Tim berpendapat meninggalnya para petugas pemilu merupakan suatu kejadian luar biasa (KLB) karena itu dibutuhkan penanganan yang luar biasa pula.
Tim menyoroti manajemen krisis yang tidak berfungsi dengan baik di lapangan. Para petugas tidak memahami bagaimana cara menindaklanjuti hal di luar daripada yang direncanakan.
“Sehingga, ketika ada masalah yang di luar dari yang direncanakan, para petugas di lapangan tidak selalu tahu bagaimana cara menindaklanjuti ketika ada petugas yang sakit mendadak misalnya, yang pada akhirnya berujung kematian,” katanya.
UGM mengusulkan agar dilakukan pengecekan kondisi kesehatan (fisik & mental) saat proses rekrutmen petugas.
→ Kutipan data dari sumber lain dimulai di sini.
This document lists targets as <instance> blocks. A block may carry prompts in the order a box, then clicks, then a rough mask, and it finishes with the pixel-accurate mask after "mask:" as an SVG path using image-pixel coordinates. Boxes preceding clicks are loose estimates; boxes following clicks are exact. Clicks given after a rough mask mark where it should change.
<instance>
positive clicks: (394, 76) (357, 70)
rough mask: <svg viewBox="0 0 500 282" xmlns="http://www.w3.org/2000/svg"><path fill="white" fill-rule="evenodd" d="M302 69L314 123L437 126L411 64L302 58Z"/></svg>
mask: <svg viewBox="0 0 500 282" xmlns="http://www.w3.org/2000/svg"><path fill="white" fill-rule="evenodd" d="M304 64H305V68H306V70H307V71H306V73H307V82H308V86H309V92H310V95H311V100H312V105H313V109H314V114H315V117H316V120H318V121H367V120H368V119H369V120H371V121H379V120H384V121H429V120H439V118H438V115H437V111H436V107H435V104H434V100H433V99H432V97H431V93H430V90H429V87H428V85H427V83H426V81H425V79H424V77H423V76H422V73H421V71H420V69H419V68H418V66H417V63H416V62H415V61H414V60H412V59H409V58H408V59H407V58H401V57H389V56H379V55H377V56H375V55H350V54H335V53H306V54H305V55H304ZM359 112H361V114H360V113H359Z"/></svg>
KPU juga dapat memberi pelatihan yang lebih optimal kepada para petugas sehingga tidak terjadi kebingungan dalam pelaksanaan tugas yang dapat menjadi tambahan beban kerja bagi para petugas.
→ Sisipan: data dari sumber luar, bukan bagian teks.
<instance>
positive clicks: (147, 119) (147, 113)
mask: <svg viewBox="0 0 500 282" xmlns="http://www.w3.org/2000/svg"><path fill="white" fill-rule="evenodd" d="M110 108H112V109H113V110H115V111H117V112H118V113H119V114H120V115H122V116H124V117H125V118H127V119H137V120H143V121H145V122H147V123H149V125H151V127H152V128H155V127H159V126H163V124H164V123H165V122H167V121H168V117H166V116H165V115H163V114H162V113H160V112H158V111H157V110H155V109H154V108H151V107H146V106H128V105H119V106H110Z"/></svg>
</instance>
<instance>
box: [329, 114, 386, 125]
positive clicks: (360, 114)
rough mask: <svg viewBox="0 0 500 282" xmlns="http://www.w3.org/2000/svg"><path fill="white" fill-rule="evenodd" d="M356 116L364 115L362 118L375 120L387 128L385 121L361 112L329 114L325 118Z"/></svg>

Untuk jangka dekat, UGM menawarkan ide agar mahasiswa dapat dilibatkan sebagai bagian dari tenaga penyelenggara pemilu. Sistemnya dengan memanfaatkan mekanisme Kuliah Kerja Nyata (KKN) dan magang untuk menyuplai tenaga pemilu di lapangan. Anak muda, terutama mahasiswa, bisa bekerja lebih efisien dalam waktu yang lebih singkat.
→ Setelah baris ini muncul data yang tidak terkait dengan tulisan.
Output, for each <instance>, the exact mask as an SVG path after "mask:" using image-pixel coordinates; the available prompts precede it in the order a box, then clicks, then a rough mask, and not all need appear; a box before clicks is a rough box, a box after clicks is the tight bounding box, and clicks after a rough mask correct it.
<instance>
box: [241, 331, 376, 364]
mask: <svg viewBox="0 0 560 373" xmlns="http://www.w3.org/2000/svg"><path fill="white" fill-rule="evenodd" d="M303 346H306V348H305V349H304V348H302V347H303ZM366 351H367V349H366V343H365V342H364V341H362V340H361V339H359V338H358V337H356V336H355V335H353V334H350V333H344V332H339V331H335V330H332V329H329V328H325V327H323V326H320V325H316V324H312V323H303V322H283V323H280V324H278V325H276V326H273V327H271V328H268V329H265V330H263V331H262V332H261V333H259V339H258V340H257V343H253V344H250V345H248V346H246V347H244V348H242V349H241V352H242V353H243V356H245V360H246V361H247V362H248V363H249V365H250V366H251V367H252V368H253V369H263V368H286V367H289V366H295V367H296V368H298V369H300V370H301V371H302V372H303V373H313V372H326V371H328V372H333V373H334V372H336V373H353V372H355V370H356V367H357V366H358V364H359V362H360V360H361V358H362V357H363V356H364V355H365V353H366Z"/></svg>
Keterlibatan mahasiswa tidak membutuhkan tambahan biaya karena sudah diatur dalam program KKN dan magang tersendiri.
“Kami akan mencoba menjajaki segala kemungkinan rekomendasi itu dengan menerapkannya di Pilkada serentak tahun 2020 sebagai uji coba sebelum diterapkan di pemilu yang lebih luas,” kata Abdul.
Beban Kerja Tinggi
Sementara itu, peneliti dari Fakultas Kedokteran Kesehatan Masyarakat dan Keperawatan UGM, Riris Andono Ahmad, mengatakan seluruh petugas pemilu yang meninggal dunia berjenis kelamin laki-laki dengan 80 persen memiliki riwayat penyakit kardiovaskular, dan tidak ditemukan indikasi kekerasan maupun kejadian tidak wajar.
“Temuan utama adalah beban kerja yang ada di masing-masing TPS. Yang kami ukur adalah waktu kerjanya, ada empat kegiatan utama yakni penyiapan dan distribusi surat suara, penyiapan TPS dan pelaksanaan pemilu,” kata Riris.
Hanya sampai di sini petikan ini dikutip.